12. The method of claim 11 further comprising differentiating, by the machine learning model, between walking, running, and jumping based on the patterns of pressure differentials associated with these activities.
13. The method of claim 8 wherein the processor operates with zero power consumption from the piezoelectric elements.
14. The method of claim 8, wherein the wearable device is configured to be worn on various and multiple parts of a body.
15. The method of claim 8 further comprising recording, by the processor, the digital signal spatially as a time series.
16. The method of claim 15, wherein the piezoelectric elements are integrated into a fabric of the wearable device.
17. The method of claim 16, wherein the fabric is a part of a garment selected from the group consisting of: a shirt, a pair of pants, a wristband, and a headband.
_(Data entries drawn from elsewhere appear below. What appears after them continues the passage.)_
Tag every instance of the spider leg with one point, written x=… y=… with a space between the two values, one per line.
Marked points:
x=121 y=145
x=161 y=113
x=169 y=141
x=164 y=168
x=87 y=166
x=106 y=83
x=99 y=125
18. The method of claim 15, wherein the piezoelectric elements are arranged in a pattern corresponding to a specific muscle group on a human body.
19. The method of claim 15, wherein the processor is configured to perform a time series analysis on the digital signal to identify patterns corresponding to specific movements, gestures, or activities.
20. A non-transitory computer readable medium containing computer executable instructions that, when executed by a computer hardware arrangement, cause the computer hardware arrangement to perform procedures comprising:
converting mechanical deformations associated with muscle activity into an analog signal;
converting the analog signal into a digital signal;
analyzing, by a machine learning algorithm, the digital signal; and
determining an action associated with the digital signal based on the analysis.